Segundo a agência, nenhuma atividade com o cogumelo é legal no país, com exceção apenas de atividades de pesquisa em órgãos e instituições autorizadas. Por outro lado, a Anvisa afirma não ter a responsabilidade de fiscalizar o comércio do cogumelo, já que ele não se enquadra nas categorias controladas pelo órgão –comestíveis, insumos farmacêuticos e medicamentos.

A ausência de regulação beneficia o comércio na internet. Alguns sites associam os cogumelos a um discurso místico e de autoconhecimento, enquanto outros apelam para seu uso ritualístico em comunidades no interior do México.

Embora o papo de vendedor varie, todas as lojas procuram se distanciar do uso recreativo, afirmando que seus produtos são amostras para estudos de botânica ou colecionismo, não para consumo.

Nas redes sociais desses mesmos sites, contudo, a fachada cai. No perfil no Instagram de um das lojas mais conhecidas, Natureza Divina, um post sugere cogumelos como um item de Carnaval tão indispensável quanto a fantasia, a água e o filtro solar. Outra postagem anuncia uma versão especial, “gourmetizada”, coletada no esterco do “búfalo rosa da Tailândia”.

Enquanto o consumo de cogumelos nas festas serve para potencializar a diversão, na medicina suas utilidades são outras. O médico Cesar Camara criou o Instituto Alma Viva para realizar pesquisas em que a psilocibina atua para aliviar o medo da morte em pacientes com câncer, um tratamento desenvolvido com base num protocolo da Universidade Johns Hopkins, nos Estados Unidos, e mostrado na série “Como Mudar Sua Mente”.

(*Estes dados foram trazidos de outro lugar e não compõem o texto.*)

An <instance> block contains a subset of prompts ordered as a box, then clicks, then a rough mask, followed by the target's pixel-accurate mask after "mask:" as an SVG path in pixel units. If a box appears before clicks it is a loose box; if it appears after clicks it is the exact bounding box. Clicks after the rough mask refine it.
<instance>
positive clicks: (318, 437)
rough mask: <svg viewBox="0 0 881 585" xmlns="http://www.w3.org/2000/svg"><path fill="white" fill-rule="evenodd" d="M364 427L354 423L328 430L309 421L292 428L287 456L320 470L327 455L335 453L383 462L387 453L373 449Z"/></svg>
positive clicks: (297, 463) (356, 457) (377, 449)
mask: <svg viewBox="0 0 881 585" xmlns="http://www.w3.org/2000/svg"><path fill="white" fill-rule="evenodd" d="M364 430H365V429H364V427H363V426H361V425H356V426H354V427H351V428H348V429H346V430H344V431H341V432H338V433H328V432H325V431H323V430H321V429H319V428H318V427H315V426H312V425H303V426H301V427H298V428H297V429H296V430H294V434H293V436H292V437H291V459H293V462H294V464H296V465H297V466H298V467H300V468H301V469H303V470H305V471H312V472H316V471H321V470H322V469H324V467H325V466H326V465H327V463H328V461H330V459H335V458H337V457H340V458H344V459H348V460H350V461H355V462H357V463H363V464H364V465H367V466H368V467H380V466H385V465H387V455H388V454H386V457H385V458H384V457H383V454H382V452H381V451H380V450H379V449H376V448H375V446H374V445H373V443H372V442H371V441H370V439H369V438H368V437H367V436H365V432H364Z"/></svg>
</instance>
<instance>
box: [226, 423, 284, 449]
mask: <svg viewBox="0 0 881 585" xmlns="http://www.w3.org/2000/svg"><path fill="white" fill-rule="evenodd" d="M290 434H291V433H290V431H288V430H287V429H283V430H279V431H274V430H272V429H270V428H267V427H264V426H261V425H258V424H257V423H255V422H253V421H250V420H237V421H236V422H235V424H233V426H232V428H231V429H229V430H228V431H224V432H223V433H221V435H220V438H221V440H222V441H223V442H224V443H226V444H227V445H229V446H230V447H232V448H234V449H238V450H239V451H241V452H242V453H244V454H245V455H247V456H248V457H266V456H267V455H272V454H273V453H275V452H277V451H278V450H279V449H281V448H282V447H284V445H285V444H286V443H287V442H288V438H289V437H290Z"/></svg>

Nessa experiência, feita com autorização legal e em um ambiente terapêutico, o paciente ingere uma dose grande de cogumelo seco processado em laboratório, ou seja, livre de contaminantes, para atingir o estado de dissolução do ego. Isso significa que ele vai poder reprogramar uma região do cérebro vinculada ao humor e envolvida em quadros depressivos, afirma Camara.

Na série da Netflix, pessoas submetidas a esse tratamento, que nunca antes tinham tido contato com cogumelos, afirmaram poder se enxergar de fora e ressignificar traumas, e isso melhorava a qualidade de suas vidas depois de uma única dose. Os efeitos positivos, dizem os personagens, duram meses.